The foot company thus meeting, there is a round ball prepared of a reasonable quantity so as a man may hold it in his hand and no more, this ball is of some massy wood as box, yew, crab or holly tree and should be boiled in tallow for to make it slippery and hard to hold. This ball is called cnapan and is by one of the company hurling bolt upright into the air, and at the fall he that catches it hurls it towards the country he plays for, for goal or appointed place there is none neither needs any, for the play is not given over until the cnapan be so far carried that there is no hope to return it back that night, for the carrying of it a mile or two miles from the first place is no losing of the honour so it be still followed by the company and the play still maintained, it is oftentimes seen the chase to follow two miles and more.
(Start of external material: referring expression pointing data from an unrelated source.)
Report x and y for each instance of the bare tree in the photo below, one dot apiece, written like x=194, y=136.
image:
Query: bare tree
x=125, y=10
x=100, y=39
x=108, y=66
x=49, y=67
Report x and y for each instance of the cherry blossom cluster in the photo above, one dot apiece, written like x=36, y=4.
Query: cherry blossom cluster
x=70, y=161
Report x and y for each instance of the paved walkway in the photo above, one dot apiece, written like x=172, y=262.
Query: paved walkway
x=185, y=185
It is a strange sight to see a thousand or fifteen hundred naked men to concur together in a cluster in following the cnapan as the same is hurled backward and forward."

==The game today==
The game is no longer played, mainly because of the serious injuries which might result from playing the game in its original form, but also because insurance for the players of an "unrecognized game" is very expensive indeed. However, the annual contests between Newport and Nevern Parishes in 1985–95 (with modified rules) were greatly enjoyed by local youngsters, with no serious injuries. At the Gateshead Garden Festival there was a Cnapan International between England and Wales. Wales won easily, partly because the English team did not know the rules.

Despite the game's discontinuation, the legacy of the game can be seen in some places where it was previously played – an example being the "Cnapan Hotel" in Newport, Pembrokeshire.

A similar game, known as hyrlian, is still played with a silver ball in Cornwall.